One reason the Globes seem trivial and illogical is the structure of the Hollywood Foreign Press. The HFPA is a group of journalists from abroad that cover Hollywood and the U.S. entertainment industry. Salon’s Neil Drumming describes the HFP as “complete strangers whose tastes and preferences differ from my own about as much as those of…any group of people randomly selected from the streets.”

During the Sunday ceremony, the notoriously odd taste of the HFPA came through. “Brooklyn 9-9” took home top honors despite many critics calling the show a failure from its start.

The HFPA also paid tribute to Woody Allen, a man who notoriously abhors awards and everything they stand for. Thousands of people tracking the Globes on Twitter took issue with the award because of Allen’s questionable past. His son, Ronan Farrow, tweeted: “Missed the Woody Allen tribute — did they put the part where a woman publicly confirmed he molested her at age seven before or after Annie Hall?”



The program as whole was often bizarre and seemed ill-prepared. Cameras were out of focus, cutting away to awkward crowd moments and drifting too far off the subject. The teleprompter was often incorrect, most noticeably during Jonah Hill and Margot Robbie’s introduction of “The Wolf of Wall Street.”
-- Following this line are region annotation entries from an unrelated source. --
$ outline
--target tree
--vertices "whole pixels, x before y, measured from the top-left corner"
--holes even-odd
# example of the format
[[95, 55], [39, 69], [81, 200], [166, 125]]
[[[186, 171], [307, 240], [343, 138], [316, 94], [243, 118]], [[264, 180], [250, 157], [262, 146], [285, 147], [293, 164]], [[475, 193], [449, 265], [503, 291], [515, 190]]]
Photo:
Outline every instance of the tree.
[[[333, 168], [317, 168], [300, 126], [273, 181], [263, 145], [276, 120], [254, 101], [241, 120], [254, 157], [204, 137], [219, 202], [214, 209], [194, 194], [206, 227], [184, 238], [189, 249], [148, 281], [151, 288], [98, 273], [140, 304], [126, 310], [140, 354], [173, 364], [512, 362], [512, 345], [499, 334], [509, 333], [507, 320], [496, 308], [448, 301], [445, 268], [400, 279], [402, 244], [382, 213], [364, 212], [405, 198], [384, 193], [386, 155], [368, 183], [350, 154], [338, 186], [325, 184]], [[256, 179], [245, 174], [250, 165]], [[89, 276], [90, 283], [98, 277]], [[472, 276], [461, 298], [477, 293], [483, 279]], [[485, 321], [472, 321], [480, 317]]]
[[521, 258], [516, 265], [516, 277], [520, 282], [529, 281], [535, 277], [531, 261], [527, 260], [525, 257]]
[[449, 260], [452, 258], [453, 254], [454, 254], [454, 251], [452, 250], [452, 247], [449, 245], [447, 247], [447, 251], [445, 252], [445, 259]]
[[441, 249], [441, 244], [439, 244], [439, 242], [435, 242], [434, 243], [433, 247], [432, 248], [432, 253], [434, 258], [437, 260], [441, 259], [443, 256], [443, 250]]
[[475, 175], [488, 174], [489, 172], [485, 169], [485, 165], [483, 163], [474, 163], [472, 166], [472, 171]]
The hosts attempted to frame all these production mistakes with the promise of their quick wit. Based on their performance last year, it seemed like Fey and Poehler would do a great job in 2014. However, the ladies infrequently appeared throughout the show. When they were on screen, they produced some gems like “Randy,” Amy acting as Tina Fey’s angsty teenage son.

A lot of their jokes and banter were tainted with racism and insensitivity. At one point, Tina Fey said “The Blacklist” was the list of the men who’d be coming to her room later. She then took it a cringe-worthy step further by pointing at Barkhad Abdi and saying in a Somali accent “I am the captain now.”

Despite their questionable antics, Amy and Tina couldn’t trump Jared Leto, Michael Douglas, and Matt McConaughey’s uncomfortable remarks.

The three men should have used their acceptance speeches to defend the important issues discussed in their films. However, Douglas spoke on his worries that his role in “Behind the Candelabra” might make him seem gay in real life. McConaughey and Leto were in “Dallas Buyers Club,” a gritty AIDS drama, but neither mentioned AIDS in their acceptance speeches, whatsoever. Leto dared to remark that the most difficult part of his role was a full body wax.

Overall the Golden Globes were an example of how the privileged can get away with almost anything they want during an awards show. We’ll see them all in a month at the Oscars, reputations unfortunately unscathed.